Building the PBO Community of Practice


In light of the aforementioned activities and initiatives undertaken at the Montreal seminar, the principal task of forging a strong Community of Practice, driven by members and leveraging efficient tools and technology came to the fore. Members voted on numerous aspects of the community in order to espouse strong identification with the entity right from its inception. Ms Lisa von Trapp presented the model of PBOs among member countries of the OECD and spoke to the different mechanisms and standards that could help engender an effective Community of Practice at the Montreal Seminar.


The delegates broke off into five working groups that addressed various aspects of the community, including its mandate, activities, networking capabilities, and deliverables.


The working groups presented their findings and a timeline was drawn out which assigned various tasks to participants over a 12-18 month horizon going forward. Thus, the Global Network of Parliamentary Budget Offices was born.

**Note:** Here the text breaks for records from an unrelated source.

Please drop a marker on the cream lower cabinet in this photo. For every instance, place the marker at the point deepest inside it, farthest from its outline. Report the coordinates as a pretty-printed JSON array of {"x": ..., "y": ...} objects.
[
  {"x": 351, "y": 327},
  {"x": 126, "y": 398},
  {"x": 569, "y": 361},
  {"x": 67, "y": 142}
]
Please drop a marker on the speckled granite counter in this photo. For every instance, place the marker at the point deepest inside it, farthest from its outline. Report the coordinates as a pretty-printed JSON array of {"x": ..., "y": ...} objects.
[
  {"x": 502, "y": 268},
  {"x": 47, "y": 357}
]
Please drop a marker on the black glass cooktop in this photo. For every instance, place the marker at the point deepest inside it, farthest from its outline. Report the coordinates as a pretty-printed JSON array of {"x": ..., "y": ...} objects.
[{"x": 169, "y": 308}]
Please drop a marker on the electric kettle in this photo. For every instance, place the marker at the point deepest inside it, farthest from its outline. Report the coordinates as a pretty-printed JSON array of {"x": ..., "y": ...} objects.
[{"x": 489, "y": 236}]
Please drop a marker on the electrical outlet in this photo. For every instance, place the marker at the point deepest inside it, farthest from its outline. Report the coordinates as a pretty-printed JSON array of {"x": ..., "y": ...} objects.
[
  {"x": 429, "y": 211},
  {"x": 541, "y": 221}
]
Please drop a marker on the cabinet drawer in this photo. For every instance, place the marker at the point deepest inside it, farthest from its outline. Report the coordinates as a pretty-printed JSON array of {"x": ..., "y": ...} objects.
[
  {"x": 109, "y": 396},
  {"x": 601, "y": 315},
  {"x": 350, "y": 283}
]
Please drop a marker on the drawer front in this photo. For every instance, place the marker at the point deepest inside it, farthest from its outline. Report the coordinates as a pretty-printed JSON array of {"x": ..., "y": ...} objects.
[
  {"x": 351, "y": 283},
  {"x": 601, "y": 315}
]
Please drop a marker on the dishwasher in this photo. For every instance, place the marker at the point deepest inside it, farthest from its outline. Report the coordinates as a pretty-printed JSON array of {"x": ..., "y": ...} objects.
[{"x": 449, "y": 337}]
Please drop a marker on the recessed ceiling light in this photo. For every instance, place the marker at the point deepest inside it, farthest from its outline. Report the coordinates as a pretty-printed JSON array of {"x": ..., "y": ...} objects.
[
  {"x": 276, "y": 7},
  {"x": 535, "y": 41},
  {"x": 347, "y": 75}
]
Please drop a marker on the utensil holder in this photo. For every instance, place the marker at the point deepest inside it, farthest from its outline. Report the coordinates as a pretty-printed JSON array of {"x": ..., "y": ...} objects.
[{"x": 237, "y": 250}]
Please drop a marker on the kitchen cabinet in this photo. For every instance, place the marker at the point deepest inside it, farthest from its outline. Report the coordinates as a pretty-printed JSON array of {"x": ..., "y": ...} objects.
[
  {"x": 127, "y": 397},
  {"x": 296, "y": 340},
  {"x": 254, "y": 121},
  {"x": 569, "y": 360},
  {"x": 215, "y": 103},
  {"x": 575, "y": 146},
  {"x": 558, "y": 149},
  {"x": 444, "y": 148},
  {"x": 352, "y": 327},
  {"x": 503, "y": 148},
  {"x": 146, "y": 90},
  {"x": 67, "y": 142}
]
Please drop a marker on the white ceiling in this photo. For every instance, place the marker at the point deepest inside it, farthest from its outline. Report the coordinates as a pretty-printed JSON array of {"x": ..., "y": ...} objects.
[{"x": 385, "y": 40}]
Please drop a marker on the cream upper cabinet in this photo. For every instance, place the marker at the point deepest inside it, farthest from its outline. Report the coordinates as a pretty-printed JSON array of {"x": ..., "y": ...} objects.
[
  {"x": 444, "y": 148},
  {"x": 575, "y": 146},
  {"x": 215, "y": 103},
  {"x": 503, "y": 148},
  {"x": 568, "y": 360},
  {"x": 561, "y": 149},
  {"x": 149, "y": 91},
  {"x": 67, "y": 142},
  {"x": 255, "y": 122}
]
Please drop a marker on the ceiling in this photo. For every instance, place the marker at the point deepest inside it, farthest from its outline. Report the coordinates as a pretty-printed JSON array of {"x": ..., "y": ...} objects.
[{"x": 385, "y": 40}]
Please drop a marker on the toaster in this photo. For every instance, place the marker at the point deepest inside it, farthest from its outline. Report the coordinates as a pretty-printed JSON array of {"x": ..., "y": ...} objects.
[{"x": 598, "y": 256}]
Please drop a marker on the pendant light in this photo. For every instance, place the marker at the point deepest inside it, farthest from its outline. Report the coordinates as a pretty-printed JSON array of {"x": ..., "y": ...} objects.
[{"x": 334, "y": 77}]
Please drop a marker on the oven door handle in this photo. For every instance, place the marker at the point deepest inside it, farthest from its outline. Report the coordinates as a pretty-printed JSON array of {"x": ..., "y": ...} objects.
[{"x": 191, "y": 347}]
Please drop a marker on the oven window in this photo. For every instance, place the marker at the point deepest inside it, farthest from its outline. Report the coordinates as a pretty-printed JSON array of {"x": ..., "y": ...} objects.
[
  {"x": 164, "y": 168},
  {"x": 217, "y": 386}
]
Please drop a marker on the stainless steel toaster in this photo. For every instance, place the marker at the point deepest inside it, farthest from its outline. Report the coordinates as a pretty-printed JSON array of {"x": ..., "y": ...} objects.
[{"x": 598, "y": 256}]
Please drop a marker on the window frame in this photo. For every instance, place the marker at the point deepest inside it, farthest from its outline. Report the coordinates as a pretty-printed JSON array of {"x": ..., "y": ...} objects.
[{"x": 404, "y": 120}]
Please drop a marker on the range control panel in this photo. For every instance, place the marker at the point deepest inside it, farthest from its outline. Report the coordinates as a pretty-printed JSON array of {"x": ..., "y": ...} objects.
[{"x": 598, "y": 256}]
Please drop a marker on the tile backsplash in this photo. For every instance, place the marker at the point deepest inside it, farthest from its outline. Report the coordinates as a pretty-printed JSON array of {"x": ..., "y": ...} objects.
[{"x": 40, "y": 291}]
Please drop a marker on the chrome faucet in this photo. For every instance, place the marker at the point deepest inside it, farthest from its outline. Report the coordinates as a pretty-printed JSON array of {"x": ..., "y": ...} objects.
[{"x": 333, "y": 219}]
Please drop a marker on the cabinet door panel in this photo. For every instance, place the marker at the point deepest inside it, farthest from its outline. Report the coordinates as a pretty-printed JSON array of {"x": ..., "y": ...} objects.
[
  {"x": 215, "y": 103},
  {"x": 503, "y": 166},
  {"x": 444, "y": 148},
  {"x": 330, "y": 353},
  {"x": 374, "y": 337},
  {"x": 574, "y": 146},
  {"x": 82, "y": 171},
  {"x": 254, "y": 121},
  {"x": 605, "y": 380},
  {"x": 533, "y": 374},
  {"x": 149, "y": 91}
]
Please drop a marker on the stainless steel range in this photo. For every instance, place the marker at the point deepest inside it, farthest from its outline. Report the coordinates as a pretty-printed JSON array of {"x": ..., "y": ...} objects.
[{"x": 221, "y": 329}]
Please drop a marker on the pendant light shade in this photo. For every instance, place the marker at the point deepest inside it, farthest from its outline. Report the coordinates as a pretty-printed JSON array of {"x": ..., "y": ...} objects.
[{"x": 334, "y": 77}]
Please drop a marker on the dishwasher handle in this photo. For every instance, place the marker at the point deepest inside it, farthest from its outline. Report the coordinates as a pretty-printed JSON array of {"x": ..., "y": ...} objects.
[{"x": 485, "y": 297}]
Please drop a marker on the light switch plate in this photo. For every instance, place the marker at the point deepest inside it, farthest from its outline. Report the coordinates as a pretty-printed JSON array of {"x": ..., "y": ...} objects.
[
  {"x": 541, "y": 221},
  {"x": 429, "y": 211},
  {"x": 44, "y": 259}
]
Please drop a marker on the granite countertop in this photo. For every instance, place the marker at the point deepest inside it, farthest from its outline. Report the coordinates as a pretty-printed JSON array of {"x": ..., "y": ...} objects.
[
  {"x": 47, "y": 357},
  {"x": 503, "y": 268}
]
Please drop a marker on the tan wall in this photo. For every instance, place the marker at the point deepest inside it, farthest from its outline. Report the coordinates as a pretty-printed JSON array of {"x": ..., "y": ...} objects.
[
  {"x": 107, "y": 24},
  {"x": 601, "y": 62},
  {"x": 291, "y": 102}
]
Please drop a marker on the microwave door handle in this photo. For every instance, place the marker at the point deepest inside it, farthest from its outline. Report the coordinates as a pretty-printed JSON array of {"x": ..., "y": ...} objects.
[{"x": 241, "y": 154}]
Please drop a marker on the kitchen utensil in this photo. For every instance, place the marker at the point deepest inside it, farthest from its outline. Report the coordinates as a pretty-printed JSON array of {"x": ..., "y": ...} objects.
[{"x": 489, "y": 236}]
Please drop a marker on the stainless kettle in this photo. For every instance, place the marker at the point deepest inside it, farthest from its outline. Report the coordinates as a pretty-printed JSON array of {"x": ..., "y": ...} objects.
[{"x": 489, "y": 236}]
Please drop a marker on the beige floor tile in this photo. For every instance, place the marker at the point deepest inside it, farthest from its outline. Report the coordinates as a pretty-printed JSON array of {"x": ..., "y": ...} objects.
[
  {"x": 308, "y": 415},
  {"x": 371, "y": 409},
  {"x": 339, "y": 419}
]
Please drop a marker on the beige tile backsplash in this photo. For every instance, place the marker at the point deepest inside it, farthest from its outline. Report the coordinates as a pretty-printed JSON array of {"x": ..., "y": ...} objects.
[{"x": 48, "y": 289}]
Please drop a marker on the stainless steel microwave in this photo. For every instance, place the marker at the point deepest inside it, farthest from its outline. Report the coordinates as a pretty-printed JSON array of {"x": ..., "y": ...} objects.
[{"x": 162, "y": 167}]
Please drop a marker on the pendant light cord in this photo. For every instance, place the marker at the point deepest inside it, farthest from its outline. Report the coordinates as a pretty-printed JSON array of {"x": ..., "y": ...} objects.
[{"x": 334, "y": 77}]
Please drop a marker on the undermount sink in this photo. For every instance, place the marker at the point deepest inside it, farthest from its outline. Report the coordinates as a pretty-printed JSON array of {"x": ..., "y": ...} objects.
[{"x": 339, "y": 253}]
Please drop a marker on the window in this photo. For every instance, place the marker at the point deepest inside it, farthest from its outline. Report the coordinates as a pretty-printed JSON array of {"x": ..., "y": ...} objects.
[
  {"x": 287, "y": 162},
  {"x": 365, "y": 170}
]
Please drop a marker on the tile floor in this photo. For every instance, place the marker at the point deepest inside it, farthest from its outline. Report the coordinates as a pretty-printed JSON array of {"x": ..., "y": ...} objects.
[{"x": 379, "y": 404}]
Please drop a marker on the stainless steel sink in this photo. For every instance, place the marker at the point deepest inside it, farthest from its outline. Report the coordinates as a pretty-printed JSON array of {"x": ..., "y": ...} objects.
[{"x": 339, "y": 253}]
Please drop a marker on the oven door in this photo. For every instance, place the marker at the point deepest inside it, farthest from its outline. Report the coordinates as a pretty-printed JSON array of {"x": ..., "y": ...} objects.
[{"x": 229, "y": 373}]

Concluding remarks The Montreal seminar was a healthy example of generous collaboration and active participation by Commonwealth members who, despite facing country-specific challenges, shared the ideals of fostering a dynamic Community of Practice that transcended international boundaries.


Delegates showed a willingness to assist one another in the establishment of PBOs and in sharing what they had learned and drawn from their personal experiences. The GNPBO promises to forge a highly interactive and cooperative community that will bolster inter-Commonwealth and international efforts to improve legislative transparency through independent and diligent Parliamentary Budget Offices in years to come.